Tudo começou numa terça-feira comum, o dia já dormia, na companhia de uma taça de vinho, com os olhos cravado na tela do computador, era o dia do agendamento, tensão máxima, toca o telefone, o segredo ainda não era segredo, eu atendo e passo a ela, a minha esposa, mal sabíamos que seria a pior chamada das nossas vidas.

A noite acorda sem sol, um dia de chuva fina, daqueles que deixam o escritório abafado e o terno grudado nas costas. O compromisso das 15h foi cancelado, e eu fui tomar café sozinho, foi ali que trocamos pela primeira vez o mesmo oxigênio: cabelo preso num rabo de cavalo desleixado, um pouquinho acima do peso, mas sem perder a forma de viola. Não planejei. Não pensei. Sorrimos de um jeito que doeu na alma, como se ambos soubéssemos que aquele silêncio era uma linha sendo cruzada.

A primeira vez não foi a primeira, reduziu-se apenas ao encantamento no excitante prazer de possuir o proibido. Não houve paixão, só alívio. Alívio de sentir-me vivo após anos engolindo frases como "tudo bem, amor" e "não foi nada". Mas o alívio durou menos que a taça do vinho. Ela dormiu, eu fiquei a olhar para o teto, contando as rachaduras como se fossem os dias que faltavam para o fim do mundo. Em casa, aprendi a mentir com naturalidade. "Fiquei até tarde no trabalho", "almoço com cliente". Às vezes, olho para minha esposa, quase confesso. Quase. Mas o medo de ver o olhar dela se transformar em cacos me paralisa.

O persistente alívio, convidou a paixão a fazer morada numa terra que já não produzia boas sementes e acreditei no conto do barco rumo à lua, "fujamos para Portugal", enquanto clientes choravam o que jamais voltou.

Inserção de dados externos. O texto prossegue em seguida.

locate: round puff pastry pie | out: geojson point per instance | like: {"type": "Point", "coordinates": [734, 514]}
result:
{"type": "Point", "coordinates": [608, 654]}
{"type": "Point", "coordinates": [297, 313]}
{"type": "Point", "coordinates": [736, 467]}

Mas Portugal não era o céu – era só outro porto, onde o dinheiro roubado virou pó, vento morto. A celebração da década, “vamos às terras de Camões” acontecia a 15 de março de 2023, realização do sonho do fugitivo que vendia horizontes, deixou rastros de tempestade e uma mulher a varrer a vergonha com as mãos trêmulas. A culpa, quando surge, é enterrada sob a urgência de sobreviver. "Ela nunca saberá", digo a mim mesmo, enquanto desvio o olhar do rosto dela nas fotos que mantenho no bolso, enquanto corria para os braços da outra.

O adúltero não é um pegador. É covarde. Sabe que está a cavar um buraco, mas continua porque a queda dá um frio gostoso na barriga. E quando a amante me pergunta, num sussurro, se vou deixar a minha família, minto de novo: "logo, logo." Mas, no fundo, sei que não vou. Porque o inferno que conheço é menos assustador que o que não consigo imaginar. Hoje, depois de mais uma noite de segredos, recebi uma mensagem dela: "Precisamos conversar." Meu coração disparou. Será que desconfia? Ou será que o universo finalmente cobrou a conta? Enquanto digito "Claro, amor" e apago três vezes, percebo que o pior não é a culpa. É a esperança secreta de que ela descubra tudo e me liberte dessa prisão que eu mesmo construí. Amanhã é outro dia. Outra mentira. Outra chance de fingir que ainda sou o homem daquela foto no criado-mudo.

Os filhos herdaram silêncios truncados, a esposa carrega espelhos quebrados.O dinheiro sumiu, a casa perdeu a cor, e o vizinho aponta: "Olha ela" Só hoje enxergo os cacos: tua alma em frangalhos, as fotos rasgadas, o silêncio no lugar do jantar. Sei que nenhum verso apaga o que quebrei, nem faz da traição um acidente a se lamentar.